It was fitting and proper that Savannah’s First African Baptist Church was recognized last week for its many contributions to the community’s social, religious and cultural life.
This church on Franklin Square is the one of the oldest continuously operating African-American churches in North America. It dates back to 1773 and the organization of a congregation at nearby Brampton Plantation by the Rev. George Leile, an unsung hero who was born a slave but became the first ordained black Baptist preacher in the 13 colonies and made mission trips to plantations up and down the Savannah River.
The first African-American Sunday school in the U.S. was begun at First African Baptist Church, a building that is packed with amazing historical details.
For example, the ceiling of the church is in the design of a “Nine Patch Quilt” which represented that the church was a safe house for slaves. Nine Patch Quilts also served as a map and guide informing people where to go next or what to look out for during their travel.
The holes in the floor are in the shape of an African prayer symbol known as a Congolese cosmogram. In Africa, it also means “Flash of the Spirits” and represents birth, life, death and rebirth.
Beneath the lower auditorium floor is another finished subfloor which was part of the “Underground Railroad” that helped slaves escape to freedom up North. There is four feet of height between both floors.
Last Wednesday, the Georgia Historical Society, the state’s preeminent historical organization, unveiled a Civil Rights Trail historical marker outside the church to remind the public of the significant roles the church and its congregations have played in Savannah’s past.
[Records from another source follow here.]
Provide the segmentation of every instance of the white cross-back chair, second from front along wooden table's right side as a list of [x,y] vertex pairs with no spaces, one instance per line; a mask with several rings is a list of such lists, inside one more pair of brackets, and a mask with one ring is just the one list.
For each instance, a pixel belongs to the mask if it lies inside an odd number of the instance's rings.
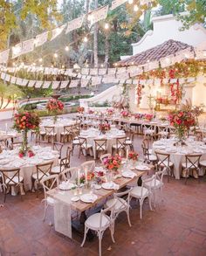
[[[130,218],[129,218],[129,209],[130,209],[130,190],[120,192],[120,193],[114,193],[114,197],[108,201],[106,201],[106,207],[110,207],[113,205],[114,200],[116,200],[116,204],[114,206],[114,218],[116,219],[120,212],[125,211],[127,213],[127,220],[128,220],[128,225],[131,225]],[[122,198],[127,195],[127,198]]]

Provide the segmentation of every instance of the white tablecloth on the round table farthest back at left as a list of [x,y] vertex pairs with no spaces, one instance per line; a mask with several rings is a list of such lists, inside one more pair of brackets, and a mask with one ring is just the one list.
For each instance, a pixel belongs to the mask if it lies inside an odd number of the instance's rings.
[[60,135],[64,132],[64,126],[74,125],[76,122],[69,118],[58,118],[58,120],[53,123],[53,119],[44,119],[41,122],[40,128],[44,131],[45,126],[54,127],[54,131],[57,133],[57,140],[60,142]]

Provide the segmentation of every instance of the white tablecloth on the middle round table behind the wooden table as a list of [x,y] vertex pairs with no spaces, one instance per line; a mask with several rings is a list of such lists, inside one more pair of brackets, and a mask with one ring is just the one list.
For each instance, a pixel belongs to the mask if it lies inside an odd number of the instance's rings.
[[80,136],[85,137],[87,143],[93,145],[93,157],[96,159],[96,150],[94,140],[106,139],[107,140],[107,152],[112,153],[112,146],[116,142],[116,138],[125,136],[125,132],[117,128],[112,128],[110,131],[106,132],[105,135],[100,134],[100,130],[97,128],[90,128],[87,130],[82,130]]

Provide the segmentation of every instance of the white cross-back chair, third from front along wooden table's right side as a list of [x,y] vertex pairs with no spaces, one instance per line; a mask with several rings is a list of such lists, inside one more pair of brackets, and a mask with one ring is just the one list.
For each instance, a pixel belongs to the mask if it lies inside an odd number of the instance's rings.
[[152,204],[151,204],[151,196],[152,196],[152,190],[150,188],[146,188],[144,186],[145,183],[150,183],[154,181],[155,176],[152,176],[150,178],[147,178],[145,180],[142,180],[141,186],[135,186],[131,193],[130,196],[134,197],[139,200],[140,202],[140,216],[142,218],[142,205],[144,203],[145,198],[148,197],[148,202],[149,202],[149,208],[152,211]]

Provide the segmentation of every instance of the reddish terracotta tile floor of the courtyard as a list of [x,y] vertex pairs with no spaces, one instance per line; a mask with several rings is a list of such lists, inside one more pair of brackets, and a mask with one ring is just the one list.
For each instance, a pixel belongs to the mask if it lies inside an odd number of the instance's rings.
[[[135,141],[135,149],[140,151],[140,140]],[[76,151],[72,156],[72,166],[86,161],[80,159]],[[20,197],[7,197],[0,208],[0,254],[34,256],[98,255],[98,238],[86,241],[80,247],[81,238],[74,233],[73,239],[65,238],[54,231],[52,209],[45,223],[42,222],[44,205],[35,193],[27,192],[24,201]],[[124,213],[115,224],[115,244],[109,232],[102,241],[103,255],[206,255],[206,177],[201,183],[189,178],[171,179],[163,190],[163,201],[158,197],[154,211],[149,211],[148,201],[143,206],[140,220],[139,204],[133,202],[130,211],[132,227],[127,225]],[[0,194],[0,202],[3,195]]]

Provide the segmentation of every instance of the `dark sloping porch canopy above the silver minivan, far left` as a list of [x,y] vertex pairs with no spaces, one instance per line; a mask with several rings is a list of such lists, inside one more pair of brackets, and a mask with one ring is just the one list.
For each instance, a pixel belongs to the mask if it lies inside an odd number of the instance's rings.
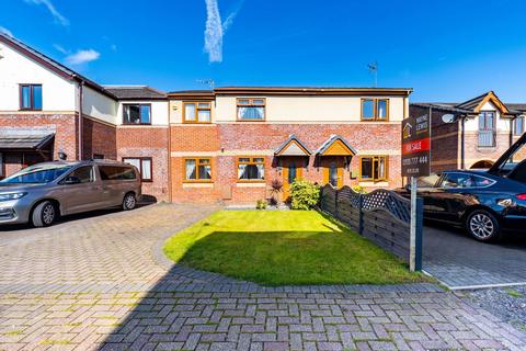
[[0,134],[0,151],[42,151],[49,146],[55,133],[24,132]]

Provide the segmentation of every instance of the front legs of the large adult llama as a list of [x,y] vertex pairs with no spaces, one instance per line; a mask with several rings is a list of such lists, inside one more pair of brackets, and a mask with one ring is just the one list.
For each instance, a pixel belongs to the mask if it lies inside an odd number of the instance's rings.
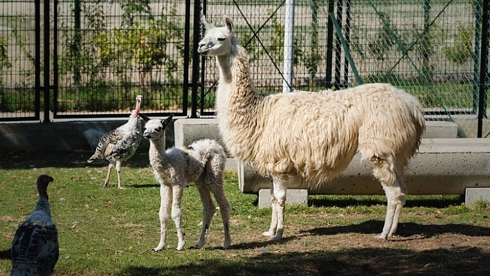
[[[272,217],[271,227],[268,232],[262,233],[271,237],[271,241],[280,241],[284,232],[284,207],[286,205],[286,185],[279,178],[273,178],[271,190]],[[275,232],[275,234],[273,234]]]

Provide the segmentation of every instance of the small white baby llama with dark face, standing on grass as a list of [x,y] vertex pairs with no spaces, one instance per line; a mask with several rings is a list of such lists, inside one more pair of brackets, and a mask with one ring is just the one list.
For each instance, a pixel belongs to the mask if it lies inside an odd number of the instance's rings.
[[145,124],[143,137],[149,140],[149,163],[153,167],[156,181],[160,183],[160,243],[154,251],[165,247],[167,219],[172,203],[174,220],[179,243],[177,250],[182,250],[184,238],[182,231],[181,200],[184,188],[188,183],[195,183],[203,203],[203,224],[201,238],[192,248],[201,248],[206,243],[208,230],[216,212],[211,194],[214,194],[221,212],[224,227],[223,249],[231,244],[230,239],[230,203],[224,194],[224,169],[226,154],[214,140],[198,140],[186,149],[172,147],[165,151],[165,128],[173,116],[165,120],[149,120]]

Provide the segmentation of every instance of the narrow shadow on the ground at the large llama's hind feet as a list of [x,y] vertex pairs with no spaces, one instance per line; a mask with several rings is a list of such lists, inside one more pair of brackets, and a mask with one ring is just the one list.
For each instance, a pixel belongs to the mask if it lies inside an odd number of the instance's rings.
[[[350,226],[313,228],[310,230],[302,231],[300,232],[300,234],[312,234],[320,236],[343,233],[379,234],[381,233],[381,229],[383,229],[383,224],[384,221],[370,220]],[[423,237],[424,239],[427,239],[430,237],[448,233],[462,234],[469,237],[490,237],[490,228],[455,223],[443,225],[399,223],[394,239],[396,239],[397,237],[417,237],[417,239]]]

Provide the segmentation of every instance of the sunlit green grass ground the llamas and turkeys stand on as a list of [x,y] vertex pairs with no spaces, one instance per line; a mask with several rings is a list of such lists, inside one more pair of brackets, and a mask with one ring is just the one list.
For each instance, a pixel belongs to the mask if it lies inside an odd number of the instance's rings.
[[[213,219],[204,248],[188,249],[199,239],[201,221],[197,190],[189,187],[183,196],[185,249],[180,252],[174,249],[176,234],[170,221],[167,248],[152,252],[159,238],[160,199],[147,155],[137,154],[123,164],[123,186],[127,189],[117,190],[115,174],[111,187],[102,188],[106,163],[87,165],[84,160],[89,154],[5,154],[2,158],[0,275],[10,270],[13,234],[37,201],[35,179],[39,174],[55,178],[48,194],[60,239],[57,275],[296,275],[298,269],[305,269],[309,275],[338,275],[345,271],[342,263],[345,258],[374,252],[383,252],[381,256],[412,252],[406,248],[410,243],[374,239],[381,232],[384,196],[309,196],[308,205],[287,208],[284,241],[267,241],[260,233],[269,227],[271,210],[259,210],[257,196],[239,191],[235,172],[226,173],[225,185],[233,206],[230,249],[220,249],[223,228],[219,215]],[[433,234],[436,237],[451,231],[465,233],[473,228],[488,230],[489,208],[480,207],[469,210],[459,196],[410,196],[401,219],[405,231],[409,231],[403,234],[402,228],[401,235],[410,237],[412,228],[424,231],[424,225],[437,225],[439,228]],[[462,223],[472,228],[458,230]],[[374,243],[371,251],[364,253],[363,246],[341,242],[356,237]],[[489,246],[488,242],[484,245]],[[260,248],[268,253],[261,254]],[[408,251],[400,253],[397,248]],[[485,256],[488,253],[482,255]],[[303,264],[314,267],[302,268]],[[356,269],[361,270],[349,271],[359,273],[363,268]],[[390,271],[388,266],[383,269],[376,271],[381,274]]]

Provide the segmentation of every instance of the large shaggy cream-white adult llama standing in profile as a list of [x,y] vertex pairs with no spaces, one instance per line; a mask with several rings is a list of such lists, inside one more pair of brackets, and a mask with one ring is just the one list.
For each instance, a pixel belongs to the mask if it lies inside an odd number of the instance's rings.
[[421,105],[390,84],[365,84],[342,91],[296,91],[260,95],[248,69],[248,54],[233,23],[217,28],[206,21],[202,55],[219,66],[216,110],[228,150],[263,176],[271,176],[272,219],[263,235],[282,239],[288,183],[318,185],[347,167],[356,151],[374,165],[388,199],[383,232],[396,230],[405,204],[403,172],[425,130]]

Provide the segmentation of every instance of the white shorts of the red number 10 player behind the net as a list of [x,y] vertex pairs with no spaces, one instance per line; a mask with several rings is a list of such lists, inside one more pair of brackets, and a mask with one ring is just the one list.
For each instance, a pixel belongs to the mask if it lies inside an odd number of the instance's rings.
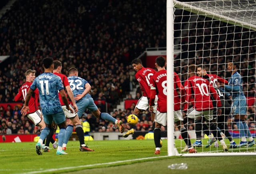
[[213,119],[213,110],[206,110],[206,111],[196,111],[194,108],[188,109],[186,113],[188,118],[196,120],[198,117],[204,117],[206,120],[210,121]]

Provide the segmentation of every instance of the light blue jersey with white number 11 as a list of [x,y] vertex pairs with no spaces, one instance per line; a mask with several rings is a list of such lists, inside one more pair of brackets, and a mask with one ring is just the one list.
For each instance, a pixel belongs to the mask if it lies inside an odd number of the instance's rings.
[[60,77],[53,73],[42,73],[36,77],[30,88],[32,90],[38,88],[43,115],[55,114],[62,111],[58,90],[64,89],[64,86]]

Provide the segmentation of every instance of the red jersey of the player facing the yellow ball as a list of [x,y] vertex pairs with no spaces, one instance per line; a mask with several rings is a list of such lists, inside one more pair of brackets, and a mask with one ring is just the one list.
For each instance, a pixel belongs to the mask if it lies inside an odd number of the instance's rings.
[[135,74],[135,78],[140,83],[143,96],[145,97],[150,97],[150,77],[155,73],[156,71],[152,68],[142,67],[142,69]]

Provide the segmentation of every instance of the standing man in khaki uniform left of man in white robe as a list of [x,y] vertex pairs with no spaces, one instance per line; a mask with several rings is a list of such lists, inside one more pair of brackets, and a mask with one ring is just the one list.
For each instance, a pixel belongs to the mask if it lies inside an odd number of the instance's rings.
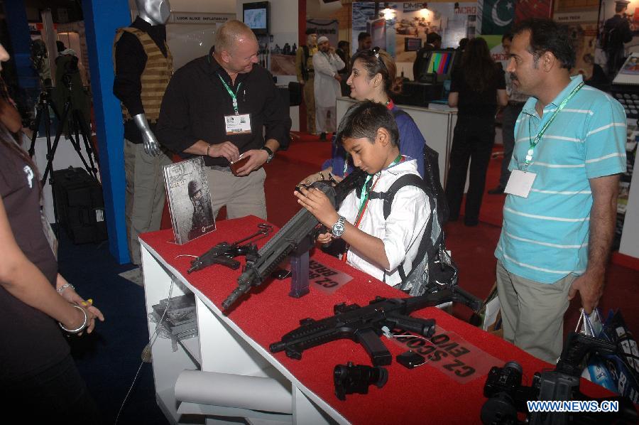
[[295,52],[295,74],[302,87],[302,96],[306,107],[306,131],[317,134],[315,129],[315,70],[313,55],[317,53],[317,33],[306,31],[306,44]]

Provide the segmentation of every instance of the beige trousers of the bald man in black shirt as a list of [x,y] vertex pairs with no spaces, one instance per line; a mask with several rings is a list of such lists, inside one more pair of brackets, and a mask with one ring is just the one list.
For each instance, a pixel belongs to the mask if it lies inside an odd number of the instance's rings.
[[256,215],[266,220],[264,168],[241,177],[234,176],[231,171],[220,171],[211,167],[207,167],[206,170],[215,217],[219,209],[226,205],[226,218]]

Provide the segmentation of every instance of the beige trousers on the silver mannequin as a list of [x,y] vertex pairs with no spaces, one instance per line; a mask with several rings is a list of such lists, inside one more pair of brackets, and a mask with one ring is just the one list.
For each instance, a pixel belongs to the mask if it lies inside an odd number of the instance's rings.
[[142,263],[138,235],[160,230],[165,199],[163,166],[170,163],[171,159],[164,152],[151,156],[144,151],[144,144],[133,144],[124,139],[124,214],[133,264]]

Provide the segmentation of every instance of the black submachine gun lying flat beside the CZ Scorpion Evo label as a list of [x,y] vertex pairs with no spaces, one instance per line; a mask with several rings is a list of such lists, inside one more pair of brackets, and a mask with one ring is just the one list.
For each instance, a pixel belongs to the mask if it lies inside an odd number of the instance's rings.
[[[302,352],[333,340],[349,338],[364,346],[374,366],[390,365],[392,356],[381,340],[383,328],[409,330],[430,338],[435,333],[435,319],[408,316],[412,311],[453,301],[469,306],[474,311],[481,308],[481,300],[459,288],[450,286],[435,294],[409,298],[376,297],[368,306],[345,303],[334,306],[334,316],[315,321],[306,318],[300,327],[291,330],[277,343],[270,345],[272,353],[285,350],[288,357],[301,359]],[[388,331],[387,330],[387,331]]]

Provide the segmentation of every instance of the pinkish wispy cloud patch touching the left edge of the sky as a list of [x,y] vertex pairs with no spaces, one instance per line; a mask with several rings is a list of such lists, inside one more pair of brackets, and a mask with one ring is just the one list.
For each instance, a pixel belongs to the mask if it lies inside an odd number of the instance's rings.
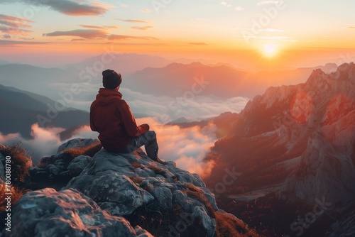
[[32,31],[23,29],[31,28],[31,25],[28,23],[33,23],[33,21],[29,21],[25,18],[0,14],[0,32],[5,33],[3,38],[9,38],[9,36],[11,38],[11,35],[29,35]]

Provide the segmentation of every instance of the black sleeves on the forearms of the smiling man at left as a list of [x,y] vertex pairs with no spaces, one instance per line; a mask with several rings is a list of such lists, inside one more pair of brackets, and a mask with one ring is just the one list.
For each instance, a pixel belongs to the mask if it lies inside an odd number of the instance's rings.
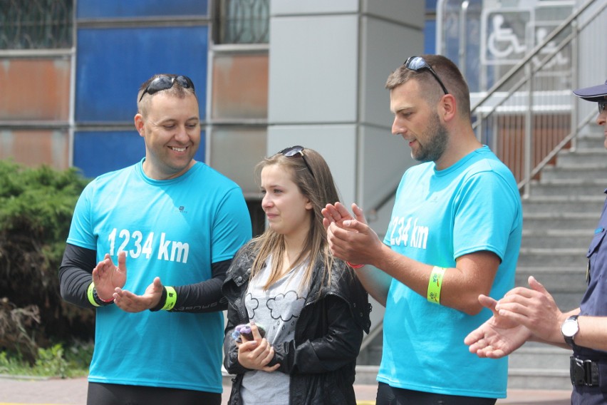
[[[171,312],[215,312],[227,309],[227,301],[222,294],[222,284],[232,260],[223,260],[211,265],[209,280],[172,286],[177,292],[177,302]],[[59,267],[61,297],[78,307],[94,308],[87,297],[87,289],[92,281],[91,274],[97,265],[95,250],[67,244]],[[150,275],[150,283],[155,275]],[[128,269],[127,269],[128,278]]]

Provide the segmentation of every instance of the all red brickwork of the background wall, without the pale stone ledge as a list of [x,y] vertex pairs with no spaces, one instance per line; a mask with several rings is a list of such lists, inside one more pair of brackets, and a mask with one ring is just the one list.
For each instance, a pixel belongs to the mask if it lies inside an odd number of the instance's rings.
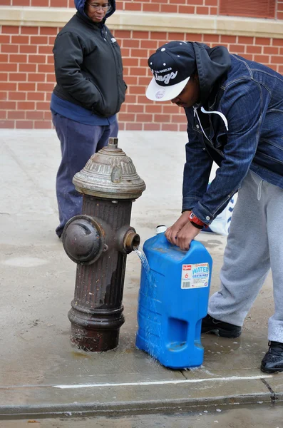
[[[1,0],[1,5],[67,6],[73,0]],[[217,0],[118,1],[119,7],[162,6],[209,7]],[[205,4],[207,6],[205,6]],[[128,5],[128,6],[127,6]],[[281,6],[283,1],[281,2]],[[280,4],[279,4],[280,6]],[[281,7],[280,6],[280,7]],[[282,7],[283,9],[283,7]],[[179,11],[181,9],[178,9]],[[198,12],[200,13],[200,12]],[[51,128],[49,101],[55,83],[53,42],[59,29],[2,26],[0,29],[0,128]],[[259,61],[283,73],[283,39],[242,36],[180,34],[157,31],[113,31],[122,48],[124,76],[128,83],[126,101],[119,113],[120,129],[185,131],[182,109],[145,98],[151,73],[147,59],[161,44],[170,40],[222,44],[235,54]]]

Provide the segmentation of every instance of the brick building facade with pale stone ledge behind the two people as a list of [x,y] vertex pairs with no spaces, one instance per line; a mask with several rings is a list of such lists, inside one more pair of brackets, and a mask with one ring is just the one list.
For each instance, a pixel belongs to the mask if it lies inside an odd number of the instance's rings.
[[[120,129],[185,131],[182,109],[145,98],[148,56],[166,41],[222,44],[283,73],[283,0],[250,0],[246,12],[240,8],[245,1],[225,0],[233,7],[238,1],[238,16],[235,9],[223,14],[222,1],[117,1],[107,24],[121,46],[128,84]],[[273,8],[268,14],[264,2]],[[73,0],[0,0],[0,128],[51,128],[53,42],[74,12]]]

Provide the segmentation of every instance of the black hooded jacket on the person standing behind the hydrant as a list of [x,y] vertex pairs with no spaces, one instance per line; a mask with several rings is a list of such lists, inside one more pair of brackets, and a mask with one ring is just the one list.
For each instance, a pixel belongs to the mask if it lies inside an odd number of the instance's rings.
[[[53,48],[53,93],[107,118],[125,101],[120,47],[104,22],[95,23],[84,14],[84,0],[75,3],[78,12],[58,33]],[[115,1],[109,3],[113,14]]]

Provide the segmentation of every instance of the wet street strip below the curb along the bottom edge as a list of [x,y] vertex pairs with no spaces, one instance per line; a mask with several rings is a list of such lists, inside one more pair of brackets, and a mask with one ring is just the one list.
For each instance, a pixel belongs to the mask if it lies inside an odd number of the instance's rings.
[[283,407],[257,404],[249,408],[201,409],[199,412],[143,414],[130,417],[65,417],[0,421],[0,428],[282,428]]

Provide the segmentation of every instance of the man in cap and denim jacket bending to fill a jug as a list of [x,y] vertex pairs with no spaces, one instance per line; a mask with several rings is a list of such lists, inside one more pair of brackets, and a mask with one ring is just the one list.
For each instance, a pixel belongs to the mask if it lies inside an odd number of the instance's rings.
[[[165,235],[187,250],[238,191],[221,288],[210,297],[202,332],[239,337],[272,270],[275,312],[269,318],[264,372],[283,372],[283,77],[230,54],[224,46],[173,41],[150,56],[147,97],[172,101],[187,116],[182,215]],[[217,169],[207,188],[212,162]]]

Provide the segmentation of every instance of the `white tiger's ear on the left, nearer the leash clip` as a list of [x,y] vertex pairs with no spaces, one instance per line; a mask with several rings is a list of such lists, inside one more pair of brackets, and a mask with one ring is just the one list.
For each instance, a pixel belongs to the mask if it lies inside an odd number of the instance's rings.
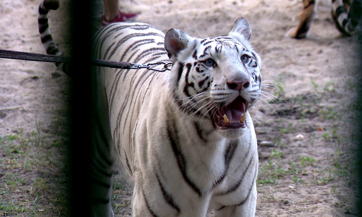
[[169,58],[176,58],[178,53],[184,50],[190,41],[190,36],[182,30],[170,29],[165,35],[165,48]]

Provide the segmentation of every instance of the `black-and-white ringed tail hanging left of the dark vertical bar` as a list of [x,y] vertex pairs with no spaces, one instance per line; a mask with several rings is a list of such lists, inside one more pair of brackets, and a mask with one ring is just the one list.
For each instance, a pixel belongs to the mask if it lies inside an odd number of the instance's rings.
[[[51,36],[48,22],[49,10],[56,10],[59,8],[59,0],[43,0],[39,4],[38,13],[38,27],[42,44],[49,55],[63,56],[62,52],[56,47],[54,40]],[[60,70],[70,75],[70,64],[68,63],[54,63]]]

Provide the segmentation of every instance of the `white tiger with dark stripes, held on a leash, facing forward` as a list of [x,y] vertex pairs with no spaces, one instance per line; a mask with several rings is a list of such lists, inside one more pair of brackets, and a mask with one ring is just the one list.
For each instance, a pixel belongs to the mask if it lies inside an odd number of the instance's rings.
[[134,180],[132,216],[255,215],[258,152],[248,110],[260,96],[261,59],[250,37],[244,18],[228,35],[203,39],[138,22],[97,31],[97,59],[173,66],[96,67],[94,216],[114,216],[117,159]]

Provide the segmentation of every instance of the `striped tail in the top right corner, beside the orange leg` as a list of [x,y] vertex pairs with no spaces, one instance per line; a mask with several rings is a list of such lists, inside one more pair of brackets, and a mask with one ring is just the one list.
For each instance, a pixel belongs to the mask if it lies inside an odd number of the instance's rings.
[[351,36],[358,33],[357,25],[361,19],[362,1],[332,0],[332,17],[337,29],[344,35]]

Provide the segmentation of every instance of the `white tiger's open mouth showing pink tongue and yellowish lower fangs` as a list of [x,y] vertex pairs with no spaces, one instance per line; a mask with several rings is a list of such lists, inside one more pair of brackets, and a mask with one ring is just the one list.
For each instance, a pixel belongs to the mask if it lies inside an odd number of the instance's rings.
[[244,128],[247,102],[242,97],[237,97],[230,104],[218,108],[214,112],[215,125],[220,129]]

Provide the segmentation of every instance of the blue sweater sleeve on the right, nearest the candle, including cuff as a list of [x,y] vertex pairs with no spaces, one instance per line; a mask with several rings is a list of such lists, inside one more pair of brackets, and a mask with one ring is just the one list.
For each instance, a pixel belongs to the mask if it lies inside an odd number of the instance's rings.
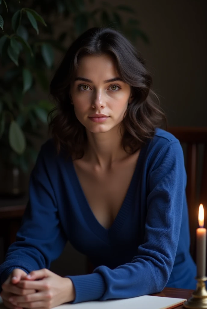
[[177,251],[186,187],[178,140],[161,147],[150,166],[146,186],[145,236],[137,255],[115,269],[101,265],[92,274],[66,276],[75,286],[73,303],[157,293],[167,284]]

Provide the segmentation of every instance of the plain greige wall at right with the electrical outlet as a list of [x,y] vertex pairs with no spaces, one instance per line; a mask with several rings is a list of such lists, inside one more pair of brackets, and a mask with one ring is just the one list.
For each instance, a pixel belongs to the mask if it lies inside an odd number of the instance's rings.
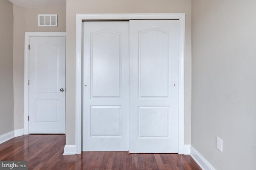
[[218,170],[256,167],[255,8],[192,0],[192,146]]

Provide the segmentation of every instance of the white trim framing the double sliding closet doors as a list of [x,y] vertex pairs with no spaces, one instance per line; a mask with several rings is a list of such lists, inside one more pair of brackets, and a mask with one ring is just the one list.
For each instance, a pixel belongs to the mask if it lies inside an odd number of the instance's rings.
[[[185,14],[76,14],[76,154],[82,151],[82,20],[179,20],[178,153],[184,154]],[[25,45],[26,47],[26,45]]]

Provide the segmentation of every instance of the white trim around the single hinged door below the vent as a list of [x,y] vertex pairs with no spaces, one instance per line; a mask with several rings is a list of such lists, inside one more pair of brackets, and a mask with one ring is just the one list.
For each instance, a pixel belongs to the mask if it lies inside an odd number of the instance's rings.
[[29,78],[29,38],[66,37],[66,32],[25,32],[24,61],[24,135],[28,135],[28,78]]

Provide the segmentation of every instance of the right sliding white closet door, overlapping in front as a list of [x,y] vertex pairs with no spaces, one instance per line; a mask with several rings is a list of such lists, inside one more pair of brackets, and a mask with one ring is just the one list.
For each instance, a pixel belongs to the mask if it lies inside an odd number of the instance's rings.
[[130,21],[130,152],[178,152],[178,20]]

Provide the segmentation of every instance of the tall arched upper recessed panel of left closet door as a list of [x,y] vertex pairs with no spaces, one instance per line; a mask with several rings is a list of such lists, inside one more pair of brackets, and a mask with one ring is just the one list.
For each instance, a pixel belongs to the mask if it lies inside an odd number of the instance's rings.
[[122,34],[102,30],[90,36],[91,97],[120,98]]

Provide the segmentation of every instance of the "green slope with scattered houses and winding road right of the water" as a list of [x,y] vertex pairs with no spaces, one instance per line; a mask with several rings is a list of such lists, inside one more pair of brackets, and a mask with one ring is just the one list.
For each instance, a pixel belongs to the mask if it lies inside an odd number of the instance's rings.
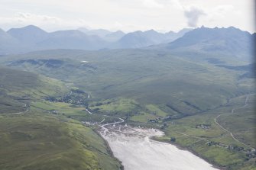
[[[222,126],[232,131],[238,139],[243,139],[242,142],[252,147],[255,146],[255,117],[252,114],[254,113],[254,95],[250,96],[247,107],[235,110],[234,114],[229,114],[233,107],[241,107],[245,104],[245,97],[243,95],[233,98],[227,106],[219,107],[204,114],[173,120],[164,129],[166,136],[160,137],[158,140],[170,143],[170,137],[175,137],[177,145],[192,150],[215,165],[228,169],[245,168],[246,165],[248,168],[245,169],[253,169],[256,165],[251,161],[253,159],[248,160],[245,152],[238,152],[218,145],[207,145],[207,142],[212,141],[226,146],[240,146],[250,149],[233,140],[229,133],[216,125],[214,118],[219,114],[224,114],[223,117],[220,117]],[[196,128],[197,124],[209,124],[209,129]]]

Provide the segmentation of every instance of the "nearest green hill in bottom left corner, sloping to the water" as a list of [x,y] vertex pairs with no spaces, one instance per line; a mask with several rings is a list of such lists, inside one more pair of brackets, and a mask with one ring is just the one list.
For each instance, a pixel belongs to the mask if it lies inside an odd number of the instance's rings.
[[102,138],[78,121],[31,111],[1,117],[0,127],[1,169],[120,167]]

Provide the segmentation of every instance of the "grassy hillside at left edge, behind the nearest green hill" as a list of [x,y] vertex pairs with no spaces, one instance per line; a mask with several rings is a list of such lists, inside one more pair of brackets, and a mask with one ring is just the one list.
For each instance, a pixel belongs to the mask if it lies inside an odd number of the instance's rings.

Indeed, this special recognition should inspire current and future generations of people to build a better, more unified community.
The church’s current building was built in 1859, and was constructed of Savannah grey brick by congregants, both free and enslaved. The church has original pews built by slaves, and the stained glass windows date to 1885. There is also a museum inside that holds memorabilia dating back to the 18th century.
Jessie Jackson and Dr. Martin Luther King Jr. are among the noteworthy speakers who have walked the church’s hallowed halls. But just as significant were the church’s countless parishioners who gained strength and perseverance from attending this church and making this community a better place.
Indeed, the church served as the largest gathering place for blacks and whites to meet during the time of segregation. For example, some black students were not allowed to march with their graduating class. Instead, they had separate ceremonies which were held at First African Baptist Church.
“Today is such a special day for our church,” the Rev. Thurmond N. Tillman, pastor of First African Baptist Church, said last Wednesday. “We are very pleased to see a marker that commemorating what we have known for so long about our church.”
And the journey for a historical marker has been a long one.
The marker was the product of a lot of hard work. The required research was completed with the help of the Georgia Historical Society and Christopher Hunter, a doctoral student at Texas A &M University, who should be saluted. He stumbled across the church and decided to keep digging into its past.
“We went through everything from the oral history passed to the published research,” Mr. Hunter said last week.
The toughest challenge may have been determining what to include on the marker and what to leave off.
“There is so much more that could be on that marker and there could be more markers,” the Rev. Tillman said.
The marker is the latest addition to the Georgia Historical Society’s Georgia Civil Rights Trail, which is an initiative focused broadly on the economic, social, political, and cultural history of the Civil Rights Movement, an important part of Georgia’s and this nation’s history.
Indeed, there’s much more to Savannah than pretty buildings and squares and a wonderful waterfront.
The marker outside the church joins an older marker several blocks away at the intersection of Broughton and Abercorn streets outside SCAD’s Jen Library Building. That marker honors the black students led by the NAACP Youth Council that staged sit-ins in 1960 at white-only lunch counters in downtown Savannah.
Three students, Carolyn Quilloin, Ernest Robinson, and Joan Tyson, were arrested in the Azalea Room at the former Levy’s Department Store, now the Jen Library. In response, black civil rights leaders led a boycott of city businesses and voter registration drives that helped elect a moderate, forward-looking mayor, Malcolm Maclean. Mr. Maclean worked with black leaders to repeal local Jim Crow laws and make Savannah the most desegregated city south of the Mason-Dixon line, according to Dr. King .
First African Baptist Church is a registered historic landmark in the National Registry of Historic Landmarks and Places. But a church is more than bricks and mortar.
First African Baptist Church has long been a place of leadership and service. The historical marker is well placed. It’s important for current and future generations in Savannah to know their past, which is why this recognition is so uplifting and inspirational.